The avid runner said his race time of 4 hours 17 minutes edged out his previous personal best, which he set at the 2010 New York City Marathon. He chalked up his approximately 15 minute improvement up to a lack of distraction.
And, undistracted, in the cool of 7 to approximately 11:15 a.m., he enjoyed every moment.
“I actually have found that I prefer a little bit of solitude when I’m running, and I actually sometimes really struggle during a really busy marathon, say in New York or Philadelphia, because there are just so many people—so many runners, so many fans. I really have trouble concentrating,” he said.
Sager, a journalist formerly with NBC News and now working on Covid-19 content for Sharecare, a health and wellness engagement platform based in Atlanta, said this was his ninth marathon in 11 years.
He’s run the New York Marthon twice, the Hamptons marathon, The Atlantic City marathon, the Philadelphia Marathon four times, a number of half-marathons, and now this at-home marathon.
He was to tackle Atlantic City this year but that marathon, like so many other events, was cancelled.
With his wife, Tara, he is raising three boys: Liam 7, Jesse 4, and Oliver, 11 months. Tara is a psychologist who works at Ramapo College and has a private practice.
“She was fantastic in building this course. It mostly kept me off main roads,” Sager said. She also hung inspirational signs along the route the night before, as well as arrows at all the turns to keep him on the right track.
He explained that because he ran early in the day there weren’t many people out. “And most people are good about keeping their distance from a runner; probably I had the fatigued look of someone who they probably shouldn’t just cut off.”
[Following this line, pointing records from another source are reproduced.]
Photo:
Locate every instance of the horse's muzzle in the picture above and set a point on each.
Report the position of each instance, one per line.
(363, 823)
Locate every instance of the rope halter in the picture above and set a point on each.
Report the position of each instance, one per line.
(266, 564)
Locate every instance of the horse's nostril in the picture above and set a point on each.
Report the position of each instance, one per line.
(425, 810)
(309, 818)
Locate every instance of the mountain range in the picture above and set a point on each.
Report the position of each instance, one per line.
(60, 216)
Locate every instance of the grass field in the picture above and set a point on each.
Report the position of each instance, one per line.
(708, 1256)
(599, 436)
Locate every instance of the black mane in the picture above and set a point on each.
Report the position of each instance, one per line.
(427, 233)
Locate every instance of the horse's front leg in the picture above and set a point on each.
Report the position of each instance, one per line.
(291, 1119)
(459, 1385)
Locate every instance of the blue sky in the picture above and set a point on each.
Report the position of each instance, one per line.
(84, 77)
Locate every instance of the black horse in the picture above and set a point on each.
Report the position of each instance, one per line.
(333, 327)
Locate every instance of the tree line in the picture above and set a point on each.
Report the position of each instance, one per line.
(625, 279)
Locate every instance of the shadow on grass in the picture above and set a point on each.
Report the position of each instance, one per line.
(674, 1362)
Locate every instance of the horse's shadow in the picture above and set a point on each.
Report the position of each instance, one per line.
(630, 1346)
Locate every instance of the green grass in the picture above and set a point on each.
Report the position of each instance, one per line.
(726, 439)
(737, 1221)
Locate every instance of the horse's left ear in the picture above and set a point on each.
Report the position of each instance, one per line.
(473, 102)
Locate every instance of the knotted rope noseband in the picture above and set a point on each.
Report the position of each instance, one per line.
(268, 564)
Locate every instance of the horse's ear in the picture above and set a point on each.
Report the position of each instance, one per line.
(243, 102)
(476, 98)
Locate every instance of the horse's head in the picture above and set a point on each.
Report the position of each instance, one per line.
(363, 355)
Sager said water he carried along ran out with about a quarter of the 26.2 mile route left to go. Fortunately, Tara had staged family and friends along the route as race workers.
Sager told Pascack Press he began training for the COVID-26.2 in July. “Running has always been an escape for me. Since March I’ve been running more than ever before.”
Asked his impression of the area from the marathoner’s perspective, he said, “There is space to roam, space to run. I never felt too boxed in. I grew up in a part of Long Island where everyone was a little more on top of each other and this still feels very spacious to me.”
The couple, he said, settled here for its schools, its comfortable lifestyle, and its proximity to Manhattan.
He described his wife’s course as “very luxurious and open wide. And I understand why people would want to keep it that way. But it was very easy to maneuver.”
Waiting for him at home on Cottage Place: His family, of course, and many friends and supporters. He crossed the finish line, and there were confetti cannons and a medal.